SC: Layering new digital instruments on top of existing systems may seem like the easier and cheaper way to address innovations, however, this approach increases operational strain and cost in the long run. 

Each additional layer can introduce new points of reconciliation, monitoring, and failure. Rather than simplifying cross-border payments, this adds complexity to systems already struggling to manage liquidity, risk and settlement across multiple rails. Faster money moving through slow, fragmented systems only amplifies friction, making payments harder to manage, not easier. 

Cloud-native platforms, on the other hand, are designed for real-time money environments from the start, supporting constant oversight rather than periodic checks, which is essential for scalable, real-time payments.

Moving to continuous processing fundamentally changes how payments are managed. Instead of transactions being queued, settled, and reconciled at fixed intervals, payments are processed, monitored, and reconciled as they occur. 

In practical terms, it means that liquidity positions and risk exposure are visible in real-time rather than after a batch of money has been moved. This constant oversight also strengthens fraud prevention and consumer protection, which are no longer “nice to haves”. 

TTP: If banks do not modernise their core payments architecture, what do you expect the next phase of tokenisation projects to look like in practice? (i.e., Incremental gains, stalled pilots, or something else?)

SC: Without a modernised payments infrastructure, the next phase of tokenisation projects will fail to bring cross-border payments into the digital era. Pilot projects can continue, but they will struggle to scale or deliver sustained improvements as they run into the same bottlenecks. 

There is great demand for tokenised payments in the US, especially as consumers want more cross-border and gig-economy-led payments. Particularly in North America, we are seeing financial institutions and fintechs fighting for client value in the services they can offer customers.

We already know that banks are concerned about being overtaken by more innovative and agile fintechs. Failing to modernise will only widen this gap as customers turn to alternatives to access faster, always-on, cross-border payments. 

Building for scale

TTP: Looking ahead 5 years, what changes need to happen within banks for tokenised cross-border payments to move into everyday use at scale?

SC: For tokenised cross-border payments to move into everyday use at scale, banks need to treat payments infrastructure modernisation as a strategic priority. This means moving away from batch-based systems towards cloud-native platforms capable of continuous processing, monitoring and reconciliation. Always-on payments require an architecture where real-time oversight is built in rather than added later. 

Alongside this, greater standardisation and interoperability will be critical for a global implementation of tokenised cross-border payments.
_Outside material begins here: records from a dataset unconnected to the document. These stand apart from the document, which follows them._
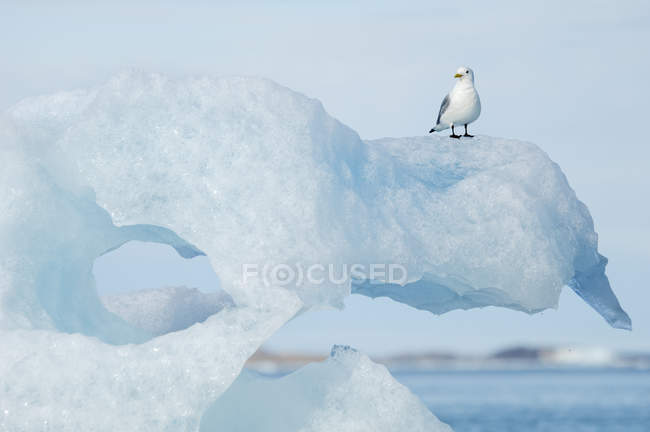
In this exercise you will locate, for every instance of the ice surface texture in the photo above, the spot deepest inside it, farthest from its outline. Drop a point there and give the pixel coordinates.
(345, 393)
(247, 172)
(253, 173)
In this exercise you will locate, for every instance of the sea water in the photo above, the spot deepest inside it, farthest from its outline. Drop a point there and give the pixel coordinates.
(557, 400)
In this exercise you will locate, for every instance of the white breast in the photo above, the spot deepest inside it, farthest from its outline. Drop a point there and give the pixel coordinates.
(464, 106)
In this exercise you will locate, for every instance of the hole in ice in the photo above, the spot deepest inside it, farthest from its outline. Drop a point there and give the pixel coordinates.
(154, 289)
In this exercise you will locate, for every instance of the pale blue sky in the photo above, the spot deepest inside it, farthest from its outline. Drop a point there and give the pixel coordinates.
(570, 76)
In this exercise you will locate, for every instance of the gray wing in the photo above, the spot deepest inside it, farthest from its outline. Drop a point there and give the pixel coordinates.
(443, 108)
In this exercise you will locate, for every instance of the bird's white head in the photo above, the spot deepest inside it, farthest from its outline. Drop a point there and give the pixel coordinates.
(464, 73)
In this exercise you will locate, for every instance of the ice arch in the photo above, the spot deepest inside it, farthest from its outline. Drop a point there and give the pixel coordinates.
(247, 171)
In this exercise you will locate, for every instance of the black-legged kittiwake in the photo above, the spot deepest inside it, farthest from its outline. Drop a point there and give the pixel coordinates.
(461, 106)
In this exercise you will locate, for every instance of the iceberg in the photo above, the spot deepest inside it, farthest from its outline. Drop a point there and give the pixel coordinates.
(347, 393)
(252, 175)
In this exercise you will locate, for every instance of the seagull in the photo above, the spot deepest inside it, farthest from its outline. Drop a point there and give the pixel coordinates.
(461, 106)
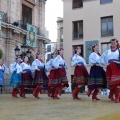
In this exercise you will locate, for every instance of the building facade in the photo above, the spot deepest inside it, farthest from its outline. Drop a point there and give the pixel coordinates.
(59, 32)
(50, 48)
(15, 15)
(87, 22)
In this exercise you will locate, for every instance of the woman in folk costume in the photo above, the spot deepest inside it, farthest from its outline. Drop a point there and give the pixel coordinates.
(15, 78)
(3, 69)
(97, 77)
(53, 78)
(26, 78)
(111, 58)
(80, 73)
(40, 77)
(60, 64)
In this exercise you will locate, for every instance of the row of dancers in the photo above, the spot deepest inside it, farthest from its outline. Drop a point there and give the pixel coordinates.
(25, 76)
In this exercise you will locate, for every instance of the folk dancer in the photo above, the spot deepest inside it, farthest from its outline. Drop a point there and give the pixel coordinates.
(15, 78)
(40, 77)
(26, 78)
(111, 58)
(80, 73)
(3, 69)
(60, 65)
(97, 77)
(53, 83)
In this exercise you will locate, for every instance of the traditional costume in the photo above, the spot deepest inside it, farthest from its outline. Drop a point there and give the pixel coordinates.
(26, 79)
(80, 74)
(3, 69)
(40, 77)
(111, 58)
(97, 77)
(53, 83)
(15, 78)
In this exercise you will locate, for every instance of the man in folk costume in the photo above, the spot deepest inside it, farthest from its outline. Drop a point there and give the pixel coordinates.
(53, 83)
(111, 58)
(26, 78)
(3, 69)
(40, 77)
(15, 78)
(80, 73)
(60, 65)
(97, 77)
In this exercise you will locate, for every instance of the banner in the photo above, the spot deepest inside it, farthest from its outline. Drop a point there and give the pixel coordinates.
(0, 21)
(31, 35)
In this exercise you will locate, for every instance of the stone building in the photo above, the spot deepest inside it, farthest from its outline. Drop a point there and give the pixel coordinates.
(87, 22)
(59, 32)
(15, 15)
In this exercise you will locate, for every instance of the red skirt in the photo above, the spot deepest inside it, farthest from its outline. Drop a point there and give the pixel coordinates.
(40, 78)
(113, 74)
(61, 75)
(80, 76)
(26, 80)
(53, 79)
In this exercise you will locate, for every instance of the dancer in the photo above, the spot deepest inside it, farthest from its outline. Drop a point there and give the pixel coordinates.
(40, 77)
(26, 78)
(80, 73)
(97, 78)
(53, 78)
(3, 69)
(60, 64)
(111, 58)
(15, 78)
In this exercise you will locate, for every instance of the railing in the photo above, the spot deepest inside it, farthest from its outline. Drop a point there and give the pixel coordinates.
(22, 24)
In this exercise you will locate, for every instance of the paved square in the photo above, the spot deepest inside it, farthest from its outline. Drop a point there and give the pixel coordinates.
(63, 109)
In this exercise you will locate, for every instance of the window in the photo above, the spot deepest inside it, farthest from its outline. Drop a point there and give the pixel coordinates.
(77, 29)
(49, 48)
(105, 46)
(105, 1)
(26, 16)
(107, 26)
(75, 46)
(77, 3)
(61, 34)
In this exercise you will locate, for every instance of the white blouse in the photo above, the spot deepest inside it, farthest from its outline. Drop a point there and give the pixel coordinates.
(4, 69)
(15, 67)
(109, 55)
(94, 58)
(58, 62)
(49, 65)
(76, 59)
(36, 63)
(25, 66)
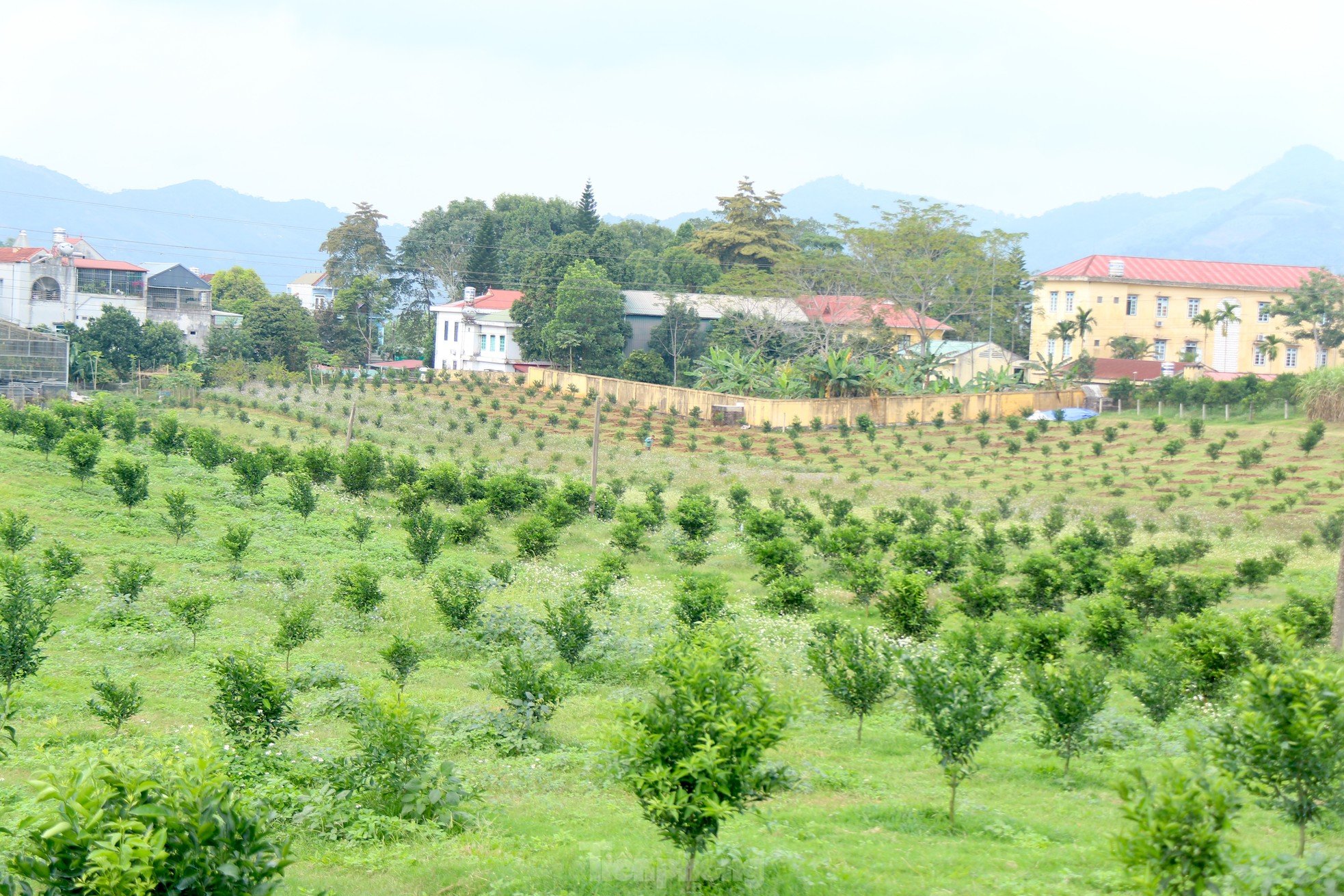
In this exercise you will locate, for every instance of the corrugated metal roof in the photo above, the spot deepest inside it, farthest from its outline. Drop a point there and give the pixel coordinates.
(1179, 271)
Initiatives like Project Agora are important in setting common frameworks that allow different forms of tokenised money, both public and private, to interact across borders without creating fragmentation. 

Regulation will also evolve as new models are tested in the real world. As tokenised payments scale, new regulatory requirements around fraud prevention, resilience and consumer protection will inevitably emerge. Banks will need to develop infrastructure that can adapt to these changes, embedding continuous controls and real-time updates, rather than relying on static, manual processes. Tokenisation is not a shortcut for cross-border payments. 

Without modernising the foundations, faster money will continue to run into the same old constraints.